EXEMPTIONS::Sectors that might be placed at risk by the agreement, such as beauty parlors, laundromats and Internet firms, should be exempted, the DPP said

By Chris Wang  /  Staff reporter

Thu, Mar 13, 2014 - Page 3

The Democratic Progressive Party (DPP) yesterday reiterated its call for the proposed cross-strait service trade agreement to be renegotiated and detailed its concern over the pact’s impact on certain sectors.

“We support and respect what our comrades are doing in the Legislative Yuan,” DPP Chairman Su Tseng-chang (蘇貞昌) said at party headquarters, after DPP and Chinese Nationalist Party (KMT) lawmakers scuffled in the legislature, pushing, shoving and grabbing microphones at the start of the legislative review of the agreement.

The DPP has always supported free-trade agreements — such as those with Singapore and New Zealand — that will benefit the economy and the party does not oppose the service trade agreement, Su said.

However, the party opposes agreements that lack transparency, and the government has failed to consult industries and companies that might be affected by the pact and to undertake a proper risk assessment of its impact, he said.

In a briefing to the DPP’s Central Standing Committee, Department of China Affairs director Honigmann Hong (洪財隆) presented a list of sectors that may be adversely affected by the agreement.

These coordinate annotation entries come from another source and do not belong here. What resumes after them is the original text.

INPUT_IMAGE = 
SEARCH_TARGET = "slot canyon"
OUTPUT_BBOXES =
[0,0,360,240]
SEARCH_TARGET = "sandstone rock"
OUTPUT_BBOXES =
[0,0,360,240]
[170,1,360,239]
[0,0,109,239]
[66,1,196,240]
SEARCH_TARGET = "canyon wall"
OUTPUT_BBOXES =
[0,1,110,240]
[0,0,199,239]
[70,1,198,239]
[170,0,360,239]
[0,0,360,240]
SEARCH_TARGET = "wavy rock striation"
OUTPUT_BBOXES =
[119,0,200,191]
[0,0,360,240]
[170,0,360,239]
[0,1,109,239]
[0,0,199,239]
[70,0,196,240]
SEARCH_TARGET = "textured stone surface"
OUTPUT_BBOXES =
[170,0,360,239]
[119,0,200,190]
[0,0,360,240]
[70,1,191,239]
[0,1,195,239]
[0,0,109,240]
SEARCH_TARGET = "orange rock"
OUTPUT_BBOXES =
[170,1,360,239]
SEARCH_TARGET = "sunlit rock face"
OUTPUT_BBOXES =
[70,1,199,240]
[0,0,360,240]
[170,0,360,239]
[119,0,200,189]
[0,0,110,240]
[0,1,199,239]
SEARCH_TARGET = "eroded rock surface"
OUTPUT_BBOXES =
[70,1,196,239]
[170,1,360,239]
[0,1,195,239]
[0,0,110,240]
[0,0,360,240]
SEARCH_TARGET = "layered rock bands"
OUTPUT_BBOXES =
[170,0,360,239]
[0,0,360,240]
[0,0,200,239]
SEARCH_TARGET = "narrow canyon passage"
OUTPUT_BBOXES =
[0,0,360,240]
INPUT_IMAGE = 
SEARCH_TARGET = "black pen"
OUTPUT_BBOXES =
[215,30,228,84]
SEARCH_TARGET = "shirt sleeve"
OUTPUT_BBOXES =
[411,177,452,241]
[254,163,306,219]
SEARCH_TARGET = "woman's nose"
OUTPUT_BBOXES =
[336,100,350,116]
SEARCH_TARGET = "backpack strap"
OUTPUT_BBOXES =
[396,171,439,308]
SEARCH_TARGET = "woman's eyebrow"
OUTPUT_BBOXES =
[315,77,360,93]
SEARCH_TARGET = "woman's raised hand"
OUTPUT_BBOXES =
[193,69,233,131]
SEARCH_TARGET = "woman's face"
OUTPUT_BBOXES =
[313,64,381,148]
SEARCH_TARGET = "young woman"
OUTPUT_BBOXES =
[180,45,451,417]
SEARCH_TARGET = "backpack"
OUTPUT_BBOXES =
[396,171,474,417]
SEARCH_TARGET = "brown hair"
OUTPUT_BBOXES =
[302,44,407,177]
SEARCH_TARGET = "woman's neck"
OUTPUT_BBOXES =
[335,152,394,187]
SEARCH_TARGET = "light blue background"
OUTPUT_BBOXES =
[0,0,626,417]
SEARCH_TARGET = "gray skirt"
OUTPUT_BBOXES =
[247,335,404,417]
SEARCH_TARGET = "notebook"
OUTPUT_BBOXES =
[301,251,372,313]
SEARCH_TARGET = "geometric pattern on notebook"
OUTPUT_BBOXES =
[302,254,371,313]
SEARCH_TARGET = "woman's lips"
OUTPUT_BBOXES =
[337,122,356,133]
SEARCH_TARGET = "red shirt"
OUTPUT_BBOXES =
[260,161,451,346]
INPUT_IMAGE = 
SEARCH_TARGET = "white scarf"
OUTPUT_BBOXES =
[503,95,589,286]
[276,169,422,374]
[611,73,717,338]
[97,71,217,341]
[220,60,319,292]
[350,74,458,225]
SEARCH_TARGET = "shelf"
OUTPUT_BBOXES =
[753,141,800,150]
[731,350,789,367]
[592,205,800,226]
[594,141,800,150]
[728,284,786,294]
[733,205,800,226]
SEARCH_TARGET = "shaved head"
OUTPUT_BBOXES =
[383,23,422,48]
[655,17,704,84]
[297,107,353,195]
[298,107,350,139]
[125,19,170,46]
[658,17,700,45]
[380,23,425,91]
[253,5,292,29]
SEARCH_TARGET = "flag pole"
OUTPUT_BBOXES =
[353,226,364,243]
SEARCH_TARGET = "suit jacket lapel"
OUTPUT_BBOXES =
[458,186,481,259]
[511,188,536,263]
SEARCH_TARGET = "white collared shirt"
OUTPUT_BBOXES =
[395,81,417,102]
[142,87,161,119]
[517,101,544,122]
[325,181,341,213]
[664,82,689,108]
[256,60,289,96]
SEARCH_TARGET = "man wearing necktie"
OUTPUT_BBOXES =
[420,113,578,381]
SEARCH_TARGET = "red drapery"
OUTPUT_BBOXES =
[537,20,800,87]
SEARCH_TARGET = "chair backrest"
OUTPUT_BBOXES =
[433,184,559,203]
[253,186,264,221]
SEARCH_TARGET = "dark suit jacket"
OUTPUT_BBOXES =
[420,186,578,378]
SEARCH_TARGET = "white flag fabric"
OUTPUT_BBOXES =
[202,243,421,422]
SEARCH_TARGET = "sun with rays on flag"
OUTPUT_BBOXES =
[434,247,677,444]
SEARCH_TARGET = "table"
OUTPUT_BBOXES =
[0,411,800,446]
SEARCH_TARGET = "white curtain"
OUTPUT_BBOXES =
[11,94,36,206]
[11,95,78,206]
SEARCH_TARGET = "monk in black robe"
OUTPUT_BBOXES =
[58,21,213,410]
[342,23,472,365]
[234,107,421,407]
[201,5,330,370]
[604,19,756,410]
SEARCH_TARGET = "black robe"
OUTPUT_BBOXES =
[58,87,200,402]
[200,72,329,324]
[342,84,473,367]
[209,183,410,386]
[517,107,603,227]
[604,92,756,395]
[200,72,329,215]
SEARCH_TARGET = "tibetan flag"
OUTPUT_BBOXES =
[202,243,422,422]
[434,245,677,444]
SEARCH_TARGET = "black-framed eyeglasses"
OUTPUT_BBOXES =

Citing a public opinion poll conducted by the party on Feb. 18 and Feb. 19, Hong said that 52 percent of respondents opposed the legislature passing the trade pact, while 70.5 percent supported a renegotiation of the agreement.

“We are standing on the same side as mainstream public opinion,” Hong said.

The DPP recommended that certain sectors, such as printing and publishing, advertising and logistics, should not be liberalized given the big difference in the countries’ political and economic systems.

Printing and publishing should not be open to China because Beijing maintains strict censorship and keeps a tight rein on freedom of speech, the party said.

Taiwanese logistics firms could be at risk as their Chinese counterparts are mainly state-owned enterprises that have huge financial capacity to buy up Taiwanese firms, Hong said.

Beauty parlors and laundromats — the source of livelihood for tens of thousands of small business owners — should also be exempted, he added.

Sectors that could raise national security concerns, including Type II telecommunications, Web site content management and database services, should also be excluded from the liberalization list, he said.

Hong added that liberalization as defined in the agreement was unequal, which he said could be a result either of the poor negotiating skills of President Ma Ying-jeou’s (馬英九) administration or China’s refusal to adopt reciprocal treatment.

China has limited its liberalization of electronic commerce, retail and funeral services to specific regions, while Taiwan places no restrictions on Chinese investment, Hong said.

China will also only allow Taiwanese nonprofit organizations to operate in the social care industry, while Chinese commercial and nonprofit organizations will be allowed to operate freely in Taiwan, he added.

The DPP does not oppose liberalization of the banking business, but warned that Chinese investors could become majority shareholders of half of the 16 financial holding companies in Taiwan, Hong said.